One of the most common gut bacteria is the E. coli, which for the most part is beneficial for the organism producing K2 vitamins and preventing the establishment of pathogenic bacteria. Some E. coli strains, however, are harmful like the O157:H7 E. coli strain which is responsible every year for 2,000 hospitalizations and 60 deaths in the U.S. alone. Bacterial diagnosis typically involves collecting a culture sample either from food or infected patients, after which lab analysis is performed. Usually this takes a few days to make and is costly.
Researchers at Arizona State University believe they have found a solution that could be used to easily and cheaply diagnose bad bacteria in a matter of minutes, instead of days.
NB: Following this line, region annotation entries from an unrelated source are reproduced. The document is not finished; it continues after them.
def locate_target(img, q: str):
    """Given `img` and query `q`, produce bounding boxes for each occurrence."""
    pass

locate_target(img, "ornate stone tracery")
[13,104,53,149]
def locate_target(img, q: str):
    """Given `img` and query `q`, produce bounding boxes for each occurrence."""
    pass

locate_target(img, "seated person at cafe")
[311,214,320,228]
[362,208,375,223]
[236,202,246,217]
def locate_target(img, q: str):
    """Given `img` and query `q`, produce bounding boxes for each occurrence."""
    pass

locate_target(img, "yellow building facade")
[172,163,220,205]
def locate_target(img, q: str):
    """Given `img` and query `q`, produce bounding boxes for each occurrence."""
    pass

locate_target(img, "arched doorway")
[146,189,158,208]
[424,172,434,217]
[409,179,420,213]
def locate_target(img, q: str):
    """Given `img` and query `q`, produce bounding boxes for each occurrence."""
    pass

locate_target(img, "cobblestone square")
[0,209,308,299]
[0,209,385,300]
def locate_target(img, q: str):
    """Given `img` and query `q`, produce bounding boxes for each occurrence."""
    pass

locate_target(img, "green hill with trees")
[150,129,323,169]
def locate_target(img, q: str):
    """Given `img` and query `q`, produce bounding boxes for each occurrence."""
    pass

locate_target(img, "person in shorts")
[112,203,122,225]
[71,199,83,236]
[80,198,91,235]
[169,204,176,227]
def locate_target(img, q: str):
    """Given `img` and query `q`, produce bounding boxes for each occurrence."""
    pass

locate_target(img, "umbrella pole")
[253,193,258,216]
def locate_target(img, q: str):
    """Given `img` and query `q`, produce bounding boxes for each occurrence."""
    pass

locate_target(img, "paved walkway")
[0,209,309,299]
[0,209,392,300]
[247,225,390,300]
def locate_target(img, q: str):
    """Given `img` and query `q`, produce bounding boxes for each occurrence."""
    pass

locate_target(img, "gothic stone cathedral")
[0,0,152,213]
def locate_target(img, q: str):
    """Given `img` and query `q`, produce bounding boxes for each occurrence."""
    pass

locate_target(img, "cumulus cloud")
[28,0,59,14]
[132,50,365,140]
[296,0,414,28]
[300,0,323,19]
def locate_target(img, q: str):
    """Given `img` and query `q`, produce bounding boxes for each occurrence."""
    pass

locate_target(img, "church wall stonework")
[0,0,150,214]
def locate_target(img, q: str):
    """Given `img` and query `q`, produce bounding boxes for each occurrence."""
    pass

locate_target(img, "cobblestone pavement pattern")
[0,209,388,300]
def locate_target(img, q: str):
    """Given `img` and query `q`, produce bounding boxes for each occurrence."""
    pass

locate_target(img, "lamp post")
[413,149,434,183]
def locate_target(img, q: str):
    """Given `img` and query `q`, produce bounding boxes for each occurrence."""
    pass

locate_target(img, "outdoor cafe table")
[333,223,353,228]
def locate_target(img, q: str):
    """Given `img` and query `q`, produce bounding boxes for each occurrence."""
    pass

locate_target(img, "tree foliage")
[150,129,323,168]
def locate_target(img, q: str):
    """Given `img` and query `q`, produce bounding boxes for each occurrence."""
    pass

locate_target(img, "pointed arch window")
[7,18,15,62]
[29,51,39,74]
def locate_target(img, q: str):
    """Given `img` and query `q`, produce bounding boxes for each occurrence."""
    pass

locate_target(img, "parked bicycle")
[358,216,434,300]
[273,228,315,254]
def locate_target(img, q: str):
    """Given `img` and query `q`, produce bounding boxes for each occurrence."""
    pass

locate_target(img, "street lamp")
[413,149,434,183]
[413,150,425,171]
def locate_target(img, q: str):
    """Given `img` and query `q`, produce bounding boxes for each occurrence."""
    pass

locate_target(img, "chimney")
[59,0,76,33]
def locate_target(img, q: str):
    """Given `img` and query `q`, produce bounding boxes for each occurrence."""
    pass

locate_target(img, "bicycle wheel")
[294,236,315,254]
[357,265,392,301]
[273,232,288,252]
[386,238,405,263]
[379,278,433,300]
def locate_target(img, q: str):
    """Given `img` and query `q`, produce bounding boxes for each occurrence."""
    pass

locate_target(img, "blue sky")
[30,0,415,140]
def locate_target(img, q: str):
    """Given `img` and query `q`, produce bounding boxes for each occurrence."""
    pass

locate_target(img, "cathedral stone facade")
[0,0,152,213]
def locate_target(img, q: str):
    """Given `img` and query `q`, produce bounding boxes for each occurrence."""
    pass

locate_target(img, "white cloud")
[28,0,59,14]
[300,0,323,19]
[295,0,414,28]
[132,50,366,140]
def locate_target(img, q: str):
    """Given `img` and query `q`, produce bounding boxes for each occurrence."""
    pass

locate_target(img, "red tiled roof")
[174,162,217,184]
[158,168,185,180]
Inside a polymer chip, a saw-toothed microchannel concentrates and sorts microorganisms inserted inside based on their electrical properties. All forms of matter, including bacteria, have their unique electrical properties and simply by studying their electrical response researchers can tell what kind of bacteria they’re dealing with.
Sorting out germs
For their device, the Arizona researchers used an ordinary strain of E. coli along with two pathogenic varieties. They injected the cells into each channel and simply applied voltage to drive the cells downstream. The geometric features of the channel shape the electric field, creating regions of different intensity. This field creates what’s called a dielectrophoretic force which traps certain kinds of bacteria around the channel based on their molecular and electrical properties. During their demonstration, the team led by Professor Mark Hayes, separated extremely similar bacteria—pathogenic and nonpathogenic strains within the single species, E. coli.
“The fact that we can distinguish such similar bacteria has significant implications for doctors and health officials,” says Hayes. He explains, “that scientists have struggled to find ways to rapidly identify bacteria. E. coli O157:H7 is very similar in size and shape to other subtypes of the bacteria. But unlike many of the others it has the ability to produce shiga-like toxin, a protein that breaks down blood vessel walls in the digestive tract.”
It’s important to mention that the device worked with pure cultures. Obviously, in the real world when you carry out a sample it will be filled with all kinds of impurities. The researchers plan to tackle this with their next version which should be able to accurately detect bacteria in a complex mixture. Also, making the device portable is a big goal.
The device was described in a paper published in the journal Analytical and Bioanalytical Chemistry.